Just wondering, when we use function "split" it returns a list ,
now is this possible to, directly access any index of a that list
with out initializing to a list variable
for example ,
$S="win.kit"
@L=split (/\./,$S)
we get @L=("wins","kit")
return @L[0]
what I want is some thing like
@{splits(/\./,$S)}[0] # is it possible :-o)

You can do:

return ( split /\./, $S )[0];

 

[Ala Qumsieh]

Hi,
Just wondering, when we use function "split" it returns a list ,
now is this possible to, directly access any index of a that list with out
initializing to a list variable
for example ,
$S="win.kit"
@L=split (/\./,$S)
we get @L=("wins","kit")

Not really

return @L[0]

You most probably should return $L[0]. Check out the faqs for the difference
between the two:

% perldoc -q '\$array'
Found in /home/gnu/perl-5.6.1/lib/5.6.1/pod/perlfaq4.pod
What is the difference between $array[1] and @array[1]?

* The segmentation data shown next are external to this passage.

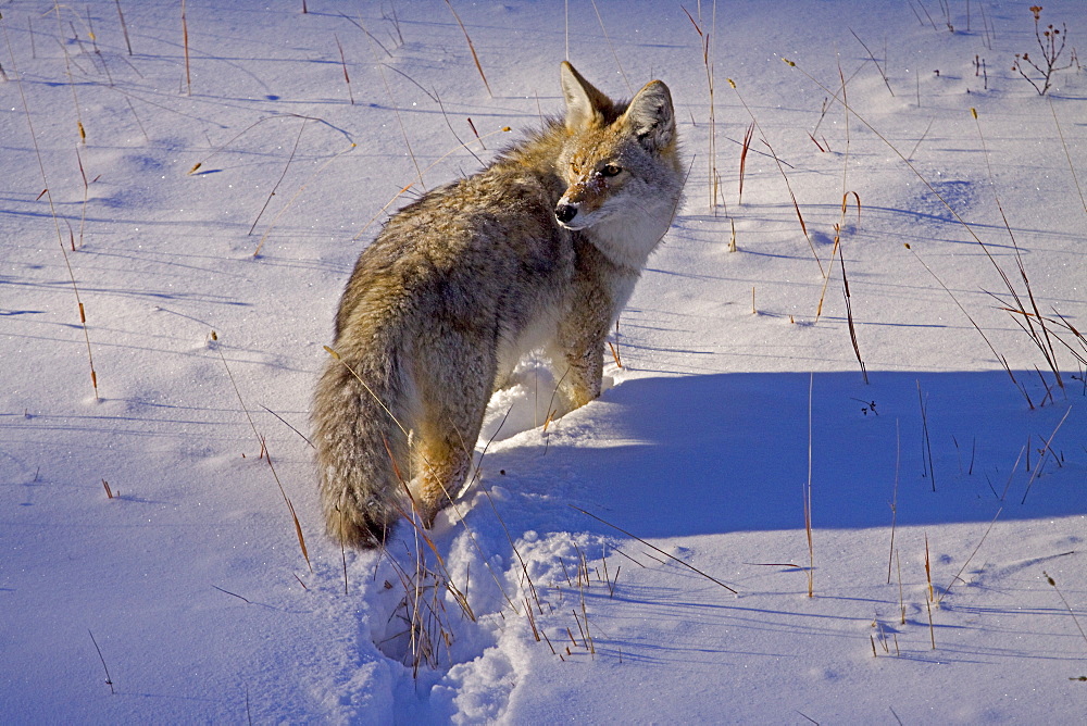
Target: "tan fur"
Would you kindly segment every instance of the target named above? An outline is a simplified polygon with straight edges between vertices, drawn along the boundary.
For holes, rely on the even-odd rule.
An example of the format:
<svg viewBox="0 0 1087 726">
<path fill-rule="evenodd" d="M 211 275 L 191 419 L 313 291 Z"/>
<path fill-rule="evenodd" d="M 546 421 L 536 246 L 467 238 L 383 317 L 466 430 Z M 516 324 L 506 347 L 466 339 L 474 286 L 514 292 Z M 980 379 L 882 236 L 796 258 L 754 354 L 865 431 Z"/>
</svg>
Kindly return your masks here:
<svg viewBox="0 0 1087 726">
<path fill-rule="evenodd" d="M 383 542 L 464 484 L 487 401 L 542 349 L 571 408 L 600 395 L 604 338 L 679 203 L 667 87 L 616 103 L 569 63 L 566 116 L 401 210 L 363 250 L 314 396 L 328 530 Z"/>
</svg>

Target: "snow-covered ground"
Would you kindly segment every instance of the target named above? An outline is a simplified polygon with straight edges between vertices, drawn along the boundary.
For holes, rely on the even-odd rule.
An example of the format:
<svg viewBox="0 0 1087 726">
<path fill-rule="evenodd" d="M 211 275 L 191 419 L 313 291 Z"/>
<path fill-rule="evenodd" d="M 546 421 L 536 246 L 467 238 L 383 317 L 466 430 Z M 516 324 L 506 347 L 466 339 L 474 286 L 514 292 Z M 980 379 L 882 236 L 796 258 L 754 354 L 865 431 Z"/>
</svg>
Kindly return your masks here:
<svg viewBox="0 0 1087 726">
<path fill-rule="evenodd" d="M 0 8 L 0 718 L 1082 719 L 1087 74 L 1012 71 L 1027 3 L 452 8 Z M 691 163 L 622 367 L 545 431 L 526 361 L 432 542 L 341 553 L 303 435 L 354 259 L 565 58 L 666 82 Z"/>
</svg>

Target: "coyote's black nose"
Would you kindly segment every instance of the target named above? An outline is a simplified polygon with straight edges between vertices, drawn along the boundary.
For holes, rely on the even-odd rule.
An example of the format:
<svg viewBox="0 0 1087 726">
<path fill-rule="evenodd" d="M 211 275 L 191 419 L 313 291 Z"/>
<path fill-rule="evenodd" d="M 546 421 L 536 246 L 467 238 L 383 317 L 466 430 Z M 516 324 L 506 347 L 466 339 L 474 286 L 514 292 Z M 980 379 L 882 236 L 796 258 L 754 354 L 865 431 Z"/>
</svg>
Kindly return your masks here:
<svg viewBox="0 0 1087 726">
<path fill-rule="evenodd" d="M 563 224 L 577 216 L 577 208 L 573 204 L 559 204 L 554 208 L 554 218 Z"/>
</svg>

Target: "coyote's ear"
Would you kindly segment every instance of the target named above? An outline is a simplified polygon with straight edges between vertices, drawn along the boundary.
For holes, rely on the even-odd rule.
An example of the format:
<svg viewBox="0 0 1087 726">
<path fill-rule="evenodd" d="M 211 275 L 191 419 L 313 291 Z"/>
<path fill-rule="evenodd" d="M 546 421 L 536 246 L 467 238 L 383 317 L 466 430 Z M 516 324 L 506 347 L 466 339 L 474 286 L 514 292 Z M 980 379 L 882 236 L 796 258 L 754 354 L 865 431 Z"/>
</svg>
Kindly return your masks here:
<svg viewBox="0 0 1087 726">
<path fill-rule="evenodd" d="M 580 132 L 603 120 L 612 108 L 611 99 L 592 87 L 566 61 L 560 66 L 562 95 L 566 97 L 566 129 Z"/>
<path fill-rule="evenodd" d="M 646 84 L 623 114 L 623 124 L 651 153 L 672 143 L 676 137 L 676 122 L 669 87 L 660 80 Z"/>
</svg>

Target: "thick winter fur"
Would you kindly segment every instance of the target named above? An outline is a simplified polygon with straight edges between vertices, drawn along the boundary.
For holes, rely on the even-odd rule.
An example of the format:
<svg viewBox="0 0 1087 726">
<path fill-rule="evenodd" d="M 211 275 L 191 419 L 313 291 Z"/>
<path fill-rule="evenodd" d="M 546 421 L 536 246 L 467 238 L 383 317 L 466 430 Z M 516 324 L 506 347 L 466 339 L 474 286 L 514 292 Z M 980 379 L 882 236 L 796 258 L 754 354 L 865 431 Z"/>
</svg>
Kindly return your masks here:
<svg viewBox="0 0 1087 726">
<path fill-rule="evenodd" d="M 569 63 L 566 116 L 434 189 L 359 256 L 314 397 L 328 531 L 374 547 L 464 484 L 491 392 L 541 349 L 572 408 L 683 187 L 660 80 L 611 101 Z"/>
</svg>

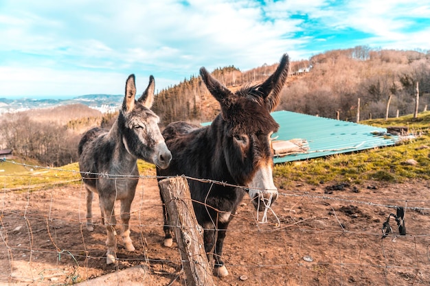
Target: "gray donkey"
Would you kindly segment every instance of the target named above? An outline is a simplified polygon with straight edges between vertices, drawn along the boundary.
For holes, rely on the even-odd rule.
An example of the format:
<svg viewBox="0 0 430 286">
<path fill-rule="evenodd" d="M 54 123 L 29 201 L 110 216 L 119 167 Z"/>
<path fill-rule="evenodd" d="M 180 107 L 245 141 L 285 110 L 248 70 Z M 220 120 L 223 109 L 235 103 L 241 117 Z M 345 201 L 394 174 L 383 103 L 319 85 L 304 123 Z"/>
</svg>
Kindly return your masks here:
<svg viewBox="0 0 430 286">
<path fill-rule="evenodd" d="M 107 232 L 106 263 L 116 260 L 114 213 L 115 200 L 121 201 L 122 240 L 128 251 L 135 247 L 130 238 L 130 208 L 139 180 L 137 158 L 168 167 L 172 154 L 158 127 L 159 117 L 150 110 L 154 101 L 154 78 L 137 101 L 135 99 L 135 75 L 126 83 L 122 108 L 111 130 L 87 131 L 79 142 L 79 169 L 87 189 L 87 229 L 93 231 L 93 193 L 99 195 L 102 223 Z"/>
</svg>

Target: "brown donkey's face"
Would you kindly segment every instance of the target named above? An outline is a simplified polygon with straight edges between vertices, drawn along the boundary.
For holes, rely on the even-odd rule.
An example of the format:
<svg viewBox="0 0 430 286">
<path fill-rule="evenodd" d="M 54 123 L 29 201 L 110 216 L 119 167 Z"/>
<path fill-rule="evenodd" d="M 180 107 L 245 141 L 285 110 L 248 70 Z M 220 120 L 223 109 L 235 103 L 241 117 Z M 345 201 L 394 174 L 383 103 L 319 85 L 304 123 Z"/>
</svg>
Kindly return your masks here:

what I want is some thing like
@{splits(/\./,$S)}[0] # is it possible :-o)

return (split /\./, $S)[0];

--Ala

 

[Brian McCauley]

Subject: Function Split

You are not paritioning your problem properly.

Just wondering, when we use function "split" it returns a list ,

Indeed split is just an example of a function that returns a list.
Technically all Perl functions (evaluated in list contest) return lists,
although some will always return single element list.

Your question is not about split, it's about lists.

now is this possible to, directly access any index of a that list with out
initializing to a list variable
for example ,
$S="win.kit"
@L=split (/\./,$S)
we get @L=("wins","kit")
return @L[0]
what I want is some thing like
@{splits(/\./,$S)}[0] # is it possible :-o)

Close, but @{ whatever() }[0] is an array reference slice so
whatever() must evaluate to an array reference.

You can make a list into an array reference using [].

@{[split (/\./,$S)]}[0]

But this still initializes an array variable, albeit an anonymous
one, and you said you did't want that.

What you want is a list slice.

(split (/\./, $S, 2))[0]

Note the 2 in the call to split() to prevent it building a huge list
only to throw away all but the first element.

--
\\ ( )
. _\\__[oo
.__/ \\ /\@
. l___\\
# ll l\\
###LL LL\\